Хроники Эрматра - страница 30
– Но мысль-то верная, мисс Иффэ! – Мистер Лэйдж почувствовал, что, возможно, никакой метафоры и не будет, а допустить малейшей в своем доме размолвки он не мог, и постарался сгладить шероховатости. Он говорил с очаровательной улыбкой мудрого интеллигента.
– …так вот, мистер Лэйдж, этот холмик размером с Питкер-Хилл, – Сэнди встрепенулась, она-то уж подумала, что никто правда не заметил ее слов, – будет сложен из…

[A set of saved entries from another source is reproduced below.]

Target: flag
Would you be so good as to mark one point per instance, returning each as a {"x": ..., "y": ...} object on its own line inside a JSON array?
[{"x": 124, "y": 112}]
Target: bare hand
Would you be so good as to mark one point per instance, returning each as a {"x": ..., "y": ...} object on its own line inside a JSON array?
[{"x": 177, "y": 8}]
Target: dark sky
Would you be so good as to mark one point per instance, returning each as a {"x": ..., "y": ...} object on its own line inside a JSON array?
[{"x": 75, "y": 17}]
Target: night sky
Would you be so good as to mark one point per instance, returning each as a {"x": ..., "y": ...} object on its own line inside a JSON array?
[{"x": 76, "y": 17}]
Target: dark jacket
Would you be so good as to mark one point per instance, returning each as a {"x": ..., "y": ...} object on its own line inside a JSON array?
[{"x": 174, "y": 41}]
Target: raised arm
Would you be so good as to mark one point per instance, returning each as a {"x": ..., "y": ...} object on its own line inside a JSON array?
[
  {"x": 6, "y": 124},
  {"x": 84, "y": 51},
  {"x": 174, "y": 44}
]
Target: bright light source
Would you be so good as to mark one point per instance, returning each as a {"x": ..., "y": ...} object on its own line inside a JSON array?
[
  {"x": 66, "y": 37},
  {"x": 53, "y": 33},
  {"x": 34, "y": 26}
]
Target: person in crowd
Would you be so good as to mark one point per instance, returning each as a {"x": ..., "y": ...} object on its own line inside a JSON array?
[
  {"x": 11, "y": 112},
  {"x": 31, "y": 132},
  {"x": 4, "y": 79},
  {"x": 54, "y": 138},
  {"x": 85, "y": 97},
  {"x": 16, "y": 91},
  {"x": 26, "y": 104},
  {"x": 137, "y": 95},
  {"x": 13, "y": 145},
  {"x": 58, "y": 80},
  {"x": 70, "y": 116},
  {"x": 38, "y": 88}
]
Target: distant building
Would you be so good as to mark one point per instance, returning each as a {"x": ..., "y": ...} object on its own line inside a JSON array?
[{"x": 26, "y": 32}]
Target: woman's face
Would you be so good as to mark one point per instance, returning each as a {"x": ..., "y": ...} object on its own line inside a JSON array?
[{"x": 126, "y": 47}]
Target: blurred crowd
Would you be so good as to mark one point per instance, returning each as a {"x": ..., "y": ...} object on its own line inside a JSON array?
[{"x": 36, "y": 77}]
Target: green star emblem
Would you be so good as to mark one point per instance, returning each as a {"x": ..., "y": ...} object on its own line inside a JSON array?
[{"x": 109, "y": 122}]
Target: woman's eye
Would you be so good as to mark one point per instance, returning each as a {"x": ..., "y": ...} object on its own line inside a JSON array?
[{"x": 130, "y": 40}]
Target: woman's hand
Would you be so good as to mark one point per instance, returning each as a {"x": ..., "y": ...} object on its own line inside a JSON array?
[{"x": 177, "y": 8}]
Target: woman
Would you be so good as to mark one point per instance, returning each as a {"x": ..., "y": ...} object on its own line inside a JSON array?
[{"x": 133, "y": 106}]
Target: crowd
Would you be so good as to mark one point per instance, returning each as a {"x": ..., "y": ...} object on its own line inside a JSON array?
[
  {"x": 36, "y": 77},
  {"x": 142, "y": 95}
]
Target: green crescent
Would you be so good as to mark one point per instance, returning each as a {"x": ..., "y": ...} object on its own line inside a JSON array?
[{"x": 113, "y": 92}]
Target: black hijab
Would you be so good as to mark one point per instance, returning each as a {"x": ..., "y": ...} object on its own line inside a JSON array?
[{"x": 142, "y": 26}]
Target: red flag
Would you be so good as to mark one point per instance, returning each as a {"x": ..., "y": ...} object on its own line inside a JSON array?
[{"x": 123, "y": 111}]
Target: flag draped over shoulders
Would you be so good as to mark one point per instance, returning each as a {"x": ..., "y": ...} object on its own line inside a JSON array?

«У меня такие прекрасно великолепные серые глаза!» – думала Сэнди.
«Интересно, легко ли ее…» – думал Кларк.
– …из несожженных, голых трупов. Трупов мужчин, женщин и детей.
На мгновение установилась мертвая тишина. Казалось, что даже дышать все перестали, замер стук сердца мисс Сэнди Лэйдж, и только едва слышно откуда-то издалека доносился последний джазовый хит. Первой прервала молчание жена мистера Лэймона.
– Ах, мне дурно! – Она поднесла розовый платок ко рту и закашлялась.
Сэнди встала из-за стола, не особенно объясняя себе почему. Железная вышколенность Лэйджа заставила его встать сразу за ней, несмотря на то что все молчали. Затем встали и все остальные мужчины. Сэнди села. Но мужчины остались стоять.
Кларк во все глаза смотрел на спокойное лицо Марты Иффэ, он и думать забыл про Сэнди, а Клэм Лэйдж готова была упасть в обморок.
– Что это значит?! – спросил Лэйдж. Он спросил тем своим особым голосом, которым обычно выносил приговор.
– Это единственное возможное развитие вашей дискуссии, господа, мистер Меншикофф-Тарашкевич. Теперь я вынуждена вас оставить.
Марта встала, вышла из-за стола, подошла к Клэм, поблагодарила ее за прием и сказала, что ужин и бал до него были великолепны. Посмотрев на мистера Лэйджа, она едва заметно кивнула головой и вышла.
«Вечер безнадежно испорчен», – подумала только Клэм Лэйдж. В голове же мистера Сидриджа шла борьба: писать для газеты что-нибудь про этот эпизод или нет. Что-то подсказывало ему, какое-то чутье, что что-то здесь не так. И он решил не печатать, оправдав себя бесплатным мороженым и шампанским.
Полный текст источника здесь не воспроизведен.